Coronavirus: contenimento e condivisione

Coronavirus



Di fronte all’emergenza costituita dall’epidemia del nuovo Coronavirus, che ha ormai contagiato più di 100.000 persone in oltre 70 paesi del mondo, il sistema internazionale di risposta alle emergenze sanitarie adottato a seguito della precedente epidemia di SARS del 2003 sta mostrando numerosi limiti.
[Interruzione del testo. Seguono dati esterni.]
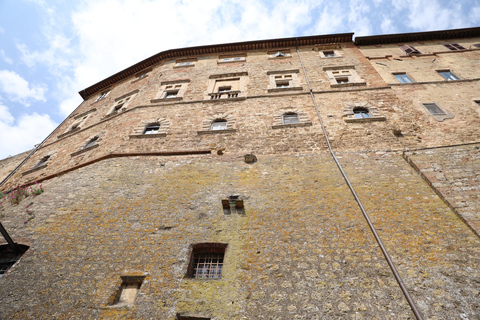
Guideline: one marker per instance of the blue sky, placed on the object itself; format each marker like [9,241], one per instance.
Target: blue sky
[51,49]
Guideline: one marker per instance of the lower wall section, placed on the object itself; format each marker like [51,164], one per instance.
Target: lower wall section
[301,249]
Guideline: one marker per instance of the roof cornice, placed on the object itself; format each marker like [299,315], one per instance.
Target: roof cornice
[418,36]
[215,49]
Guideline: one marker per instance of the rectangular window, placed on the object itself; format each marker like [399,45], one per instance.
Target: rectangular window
[410,50]
[128,290]
[207,261]
[434,109]
[403,78]
[448,75]
[454,46]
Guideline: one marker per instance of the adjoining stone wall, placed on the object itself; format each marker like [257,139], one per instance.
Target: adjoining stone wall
[301,251]
[454,173]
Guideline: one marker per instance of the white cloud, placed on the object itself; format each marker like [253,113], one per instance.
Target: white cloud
[18,89]
[30,129]
[5,57]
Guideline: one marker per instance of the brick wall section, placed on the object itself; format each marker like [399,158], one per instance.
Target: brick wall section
[453,172]
[302,251]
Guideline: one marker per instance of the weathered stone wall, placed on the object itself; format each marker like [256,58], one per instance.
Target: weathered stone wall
[302,250]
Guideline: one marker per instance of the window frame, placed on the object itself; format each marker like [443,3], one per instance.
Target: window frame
[448,75]
[402,77]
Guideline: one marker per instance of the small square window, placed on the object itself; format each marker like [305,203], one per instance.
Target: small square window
[219,125]
[434,109]
[410,50]
[454,46]
[151,129]
[128,290]
[207,261]
[403,78]
[361,113]
[290,118]
[91,143]
[102,95]
[448,75]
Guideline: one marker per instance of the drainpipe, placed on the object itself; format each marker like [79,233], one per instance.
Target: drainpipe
[367,218]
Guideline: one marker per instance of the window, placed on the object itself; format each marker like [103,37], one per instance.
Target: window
[233,204]
[207,261]
[151,129]
[42,161]
[219,125]
[343,76]
[361,113]
[434,109]
[8,257]
[448,75]
[290,118]
[91,142]
[171,90]
[128,290]
[454,46]
[410,50]
[102,95]
[403,78]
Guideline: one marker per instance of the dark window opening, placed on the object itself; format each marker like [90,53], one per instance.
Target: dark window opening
[361,113]
[8,257]
[207,261]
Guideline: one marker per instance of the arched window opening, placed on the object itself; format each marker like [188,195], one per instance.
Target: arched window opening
[361,113]
[152,129]
[219,124]
[290,118]
[8,256]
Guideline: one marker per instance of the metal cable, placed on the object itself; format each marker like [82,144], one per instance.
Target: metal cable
[370,224]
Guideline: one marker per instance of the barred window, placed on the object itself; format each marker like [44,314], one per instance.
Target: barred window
[207,261]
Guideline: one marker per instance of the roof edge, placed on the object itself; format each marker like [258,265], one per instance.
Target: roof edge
[418,36]
[217,48]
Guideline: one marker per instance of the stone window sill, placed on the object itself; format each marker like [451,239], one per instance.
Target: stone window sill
[146,136]
[351,84]
[34,169]
[372,119]
[166,100]
[285,89]
[216,131]
[83,150]
[292,125]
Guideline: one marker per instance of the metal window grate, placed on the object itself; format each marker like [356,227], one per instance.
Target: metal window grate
[207,265]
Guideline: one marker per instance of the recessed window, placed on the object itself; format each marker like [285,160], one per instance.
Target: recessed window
[91,143]
[290,118]
[42,161]
[219,125]
[207,261]
[151,129]
[361,113]
[403,78]
[128,290]
[8,256]
[410,50]
[454,46]
[448,75]
[434,109]
[102,95]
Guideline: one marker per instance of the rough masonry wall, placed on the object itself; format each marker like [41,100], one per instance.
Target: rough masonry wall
[302,250]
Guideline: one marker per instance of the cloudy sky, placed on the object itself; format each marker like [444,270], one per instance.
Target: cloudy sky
[52,49]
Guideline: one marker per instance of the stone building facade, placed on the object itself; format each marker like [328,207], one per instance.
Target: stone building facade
[199,184]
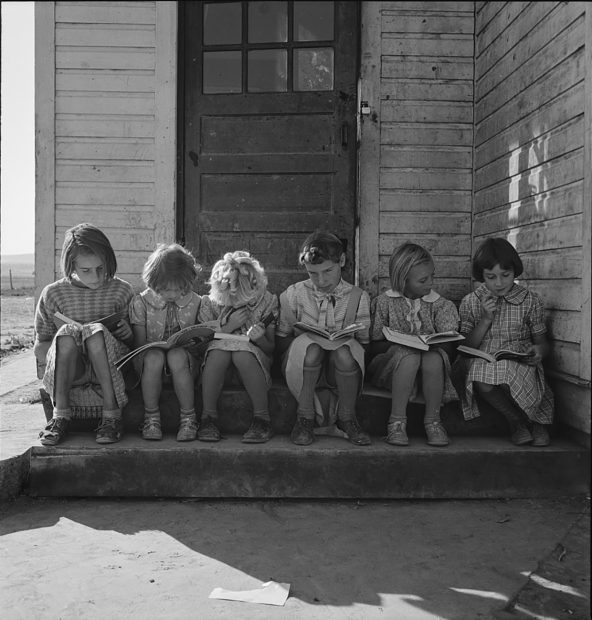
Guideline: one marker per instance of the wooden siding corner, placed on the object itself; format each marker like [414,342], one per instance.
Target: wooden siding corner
[45,267]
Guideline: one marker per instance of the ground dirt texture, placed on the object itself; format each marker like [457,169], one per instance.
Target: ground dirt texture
[357,560]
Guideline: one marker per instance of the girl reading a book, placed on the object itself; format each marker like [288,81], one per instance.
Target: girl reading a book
[411,306]
[79,355]
[166,306]
[239,305]
[313,365]
[502,314]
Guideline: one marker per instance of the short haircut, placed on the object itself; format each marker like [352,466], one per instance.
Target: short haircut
[319,247]
[496,251]
[86,239]
[170,264]
[402,260]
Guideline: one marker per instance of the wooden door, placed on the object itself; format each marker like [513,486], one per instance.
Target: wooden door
[267,129]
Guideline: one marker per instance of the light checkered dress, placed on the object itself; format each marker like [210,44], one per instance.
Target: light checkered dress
[519,316]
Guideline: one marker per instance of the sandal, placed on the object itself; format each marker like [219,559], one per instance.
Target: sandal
[55,431]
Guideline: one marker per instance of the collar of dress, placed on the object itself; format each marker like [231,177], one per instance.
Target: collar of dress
[515,295]
[156,301]
[431,297]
A seguito della passata epidemia si ebbe l’adozione del Regolamento Sanitario Internazionale (IHR), uno strumento del diritto internazionale che impone ai 196 Stati membri dell’Organizzazione Mondiale della Sanità (OMS) di collaborare seguendo un preciso protocollo per la protezione della salute pubblica globale.
Il Regolamento consta sostanzialmente di due parti: la prima, incentrata sulla prevenzione e la seconda, che si concentra sulla gestione delle emergenze sanitarie e si declina essenzialmente come principio di contenimento.
Ne deriva che ogni Paese deve mettere in campo azioni mirate ad individuare, isolare e trattare ogni caso, tracciare i contatti fra le persone potenzialmente infette e promuovere ogni misura di quarantena e contenimento proporzionate alla gravità dell’emergenza. Questo è quanto stiamo vivendo in questi giorni.
Da un lato, quindi, vi è la necessità di chiudere, di isolare e di contenere. Ed è giusto! Ma oggi, nel 2020, non è sufficiente. Occorre un balzo in avanti.
Infatti, accanto a questa evidente esigenza di contenimento vi è anche il bisogno di condividere dati ed informazioni, il risultato del lavoro di scienziati, medici e ricercatori, le analisi e lo sviluppo di vaccini e nuove medicine, la formazione specifica degli operatori sanitari per fronteggiare le eventuali emergenze.
Tutto ciò implica l’accesso e la diffusione della letteratura scientifica rilevante, affinché sia fruibile dai ricercatori ma anche dalle autorità e dai decisori politici, dai mezzi di informazione e, last but not least, da tutti i cittadini.
È palese, infatti, che una cittadinanza correttamente informata e, soprattutto, meglio equipaggiata sul versante culturale e scientifico potrà meglio giudicare e stimare l’entità del pericolo senza, tuttavia, lasciarsi avvilire dall’angoscia e dall’ansia
Inoltre, “cittadini-pazienti preparati saranno necessariamente più collaborativi con le autorità sanitarie e saranno, per esempio, più disposti a seguire misure di quarantena e altre disposizioni di ordine pubblico, si rivolgeranno in modo più tempestivo ai medici in caso di sintomi e, se necessario, accetteranno di buon grado i trattamenti clinici necessari e gli eventuali vaccini” sostengono Andrea Boggio, professore in “Legal Studies” alla Bryant University (USA), e Federico Binda, matematico, ricercatore all’Università degli Studi di Milano.
Nell’attuale situazione di epidemia da coronavirus bisogna evidenziare che, dopo iniziali resistenze e pressioni internazionali, e solamente dopo settimane dall’inizio del contagio, i grandi editori commerciali hanno consentito la libera diffusione degli studi fatti dagli scienziati di tutto il mondo sul COVID-19. Si è così avuto un traffico di dati liberi senza precedenti storici al punto che la rivista “Science” l’ha definita “Una rivoluzione nel modo di comunicare” degli scienziati.
Occorre che la “rivoluzione” lasci frutti più duraturi e serve, quindi, uno strumento di diritto internazionale che possa trovare applicazione rapida ed efficace. In mancanza, il sistema di risposta globale alle emergenze sanitarie (e non solo) non potrà funzionare adeguatamente.


“Il diritto internazionale ci offre in questo uno strumento prezioso, che proviene dal Patto sui diritti economici sociali e culturali, a partire dal “diritto alla salute”, incluso nell’articolo 14, e il “diritto alla scienza”, incluso nell’articolo 15, che stabilisce sia il diritto per gli scienziati alle libertà indispensabile per la ricerca, come quello di condividere le scoperte, sia il diritto di ogni essere umano a godere dei risultati del progresso scientifico e delle sue applicazioni.
Il rispetto e l’applicazione di questi diritti da parte degli Stati garantirebbero (e vincolerebbero) investimenti adeguati in ricerca e sviluppo, un ampio supporto alle politiche di Open Science a partire dall’accesso aperto alle pubblicazioni scientifiche, adeguata formazione degli operatori sanitari, costruzione e manutenzione di strutture mediche ed ospedaliere oltre che, naturalmente, ad una ampia diffusione della cultura scientifica nelle varie fasce della popolazione” precisano Andrea Boggio e Federico Binda, membro di Giunta dell’Associazione Luca Coscioni.